JOY Entertainment
- Company type: Joint Stock Company
- Industry: Game mobile developer
- Founded: April 21, 2012
- Headquarters: 4th Mekong Tower Building, 235 Cong Hoa st., Ward 13, Dist. Tan Binh, Ho Chi Minh City Vietnam
- Key people: Mr. Le Giang Anh - CEO Tran Quang HUY - Creative Director Hoang Ngoc Toan - CTO Nguyen Huu Le Trong Tin - Lead Programmer
- Products: Mobile Game: Captain Strike, Auto Racing: Upstream, Amazing Kick, Troll Running, Blocks Buddies, Kupid, Clash of Allstars (coming soon), Dream Life (coming soon) Technology: JAB Engine
- Number of employees: Over 40
- Website: joy-entertainment.com

= JOY Entertainment =

Vietnamese mobile game company

JOY Entertainment is a Vietnamese mobile game company oriented to become a full-fledged mobile game developer and publisher.
This game company was founded on April 21, 2012 by four young founders with previous experiences about game making at Gameloft SEA – Le Giang Anh, Tran Quang Huy, Hoang Ngoc Toan, and Nguyen Huu Le Trong Tin.

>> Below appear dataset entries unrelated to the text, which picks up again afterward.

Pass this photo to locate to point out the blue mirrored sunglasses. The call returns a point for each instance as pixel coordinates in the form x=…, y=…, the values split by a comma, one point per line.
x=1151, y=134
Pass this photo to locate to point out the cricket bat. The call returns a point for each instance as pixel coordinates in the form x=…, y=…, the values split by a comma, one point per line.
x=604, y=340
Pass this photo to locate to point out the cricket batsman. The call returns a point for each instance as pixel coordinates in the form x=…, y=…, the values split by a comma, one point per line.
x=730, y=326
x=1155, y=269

In early times, company made simple casual games such as Auto Racing: Upstream, Amazing Kick, Troll Running, Blocks Buddies, and Kupid to train basic and advanced skills for developers. In 2014, they shipped their breakthrough hit Captain Strike that attracted over 3 million users.

== History ==

JOY Entertainment was founded on April 21, 2012 by four game developers in HCMC small office.

=== 2012–2013 ===
1. Company started their activities with the original idea being develop casual games to cultivate more experience. And embark on making their first game, Kupid.

=== 2013–2014 ===
1. This company completed Kupid - a simple casual game.
2. Next, company was continues developing new games Blocks Buddies and Bounce on iOS operating system of the iPhone, iPod Touch and iPad on August 15, 2013.

=== 2014–2015 ===
1. Continuous released three quality game: Troll Running, Auto Racing, Amazing Kick.
2. Change location of office to Mekong Tower Building.
3. Implementation and completion game, Captain Strike.

=== 2015–2016 ===
1. Captain Strike game title is exported to foreign countries with the transfer contract for a publisher in Thailand.
2. Won the 1st prize in the Asia Incubate contest Camp in Singapore with the idea of mobile game Clash of Allstars.
3. Continue with important projects: Clash of Allstars and Dream Life.

== Products ==

=== Developed games ===

| Title | Year | Platform(s) | Genre |
|---|---|---|---|
| Kupid | 2013 | Mobile | Casual |
| Blocks Buddies | 2013 | Mobile | Puzzle |
| Troll Running | 2014 | Mobile | Casual |
| Auto Racing: Upstream | 2014 | Mobile | Action |
| Amazing Kick | 2014 | Mobile | Sport |
| Captain Strike | 2014 | Mobile | Action |
| Clash of Allstars | In development | Mobile | Strategy |
| Dream Life | In development | Mobile | Casual |

=== Technology ===
In the process of developing game, they have created an engine to serve for their work named JAB Engine. This is the first engine developed by Vietnam.

== Copyright ==
On June 5, 2015 they completed the registration of the Captain Strike brand product with code number 2013/2015/QTG.

== Awards ==
February 26, 2015 A mobile game product under the name of Clash of Allstars have topped the competition in Asia Incubate Camp organized by Incubate Fund (Japan).